And when they die (And they are always dying - it is a book of the fallen, after all) it is as if a real person is dead. You don't cry and wallow and say that was beautiful, what an affecting book – you cringe and swallow and make funeral preparations, and wonder what they left you in their will.
There are Houses – of Dark, Light, Shadow, Death, Life, and so on – but these aren't necessarily antagonistic, in fact as the series progresses so do the various alliances. The methods employed by Light are as horrific as those employed by Dark – war.
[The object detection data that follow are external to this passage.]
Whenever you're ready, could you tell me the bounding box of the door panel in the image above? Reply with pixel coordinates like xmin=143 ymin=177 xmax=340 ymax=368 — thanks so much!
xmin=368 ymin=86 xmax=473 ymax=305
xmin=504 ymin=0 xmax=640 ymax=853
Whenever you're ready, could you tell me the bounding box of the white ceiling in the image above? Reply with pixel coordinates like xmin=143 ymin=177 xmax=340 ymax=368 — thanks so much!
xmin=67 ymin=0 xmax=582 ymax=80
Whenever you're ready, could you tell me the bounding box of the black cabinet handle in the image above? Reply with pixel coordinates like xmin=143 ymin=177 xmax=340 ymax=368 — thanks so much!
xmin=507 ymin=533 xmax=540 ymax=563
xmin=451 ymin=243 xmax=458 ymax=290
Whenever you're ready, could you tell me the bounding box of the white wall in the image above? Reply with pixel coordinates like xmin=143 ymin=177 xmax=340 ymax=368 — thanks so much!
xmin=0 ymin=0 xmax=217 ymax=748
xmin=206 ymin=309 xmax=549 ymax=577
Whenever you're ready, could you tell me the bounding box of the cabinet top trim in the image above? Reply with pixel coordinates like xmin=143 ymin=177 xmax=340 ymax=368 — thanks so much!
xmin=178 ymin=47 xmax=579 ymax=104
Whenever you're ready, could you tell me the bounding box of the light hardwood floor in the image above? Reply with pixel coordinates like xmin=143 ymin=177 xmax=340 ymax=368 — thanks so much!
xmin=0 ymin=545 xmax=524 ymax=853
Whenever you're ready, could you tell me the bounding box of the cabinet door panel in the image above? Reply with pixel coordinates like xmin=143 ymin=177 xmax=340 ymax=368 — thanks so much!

The immortal Tiste Andii, the Children of the Dark (and their leader, Anomander Rake) are in many ways more pitiable than the humans – they have been so battered by their history, they have lost the will to live. Though war is common in these books, it never loses its horrific-ness. There is no attempt to legitimise war – even though most of Erikson's most likeable characters are soldiers. (In this world, Everyman is a soldier – a frightening metaphor for the saying that to live is to fight.) Instead, the only stable moralities are those of necessity and compassion. I have deliberately avoided calling the book gritty – a phrase that, to me, implies a general hardening and detachment in the characters ability to deal with suffering. For Erikson, war is uniformly gruelling, there is no suggestion of sado-masochism, of pleasure in pain – killing is a soul-destroying thing, yet it is the only thing people can do in their desperate attempt to stay alive. The heroic bit of war is not in victory, but in the soldiers' acceptance of its necessity, even as they see its inherent wrongness. This makes the books war scenes much more potent and disturbing than those of many other fantasy novels. (Don't shrug innocently, Terry Goodkind - I am pointing at you.)
A dying soldier in most books has the (dubious) satisfaction of dying for a Cause. A dying soldier in the Malazan books knows only that for him, the killing has finally ended, and that Hood will get him. It is a world Yossarian would approve of in its frightening meaninglessness. There is always a superficial reason for a death – usually because of one or more of the plots laid by all the powerful characters. But it is still eventually meaningless, nothing is achieved except a complexifying of the intrigue – the stakes are raised again, new alliances are formed, new players enter, but nothing changes for the soldiers.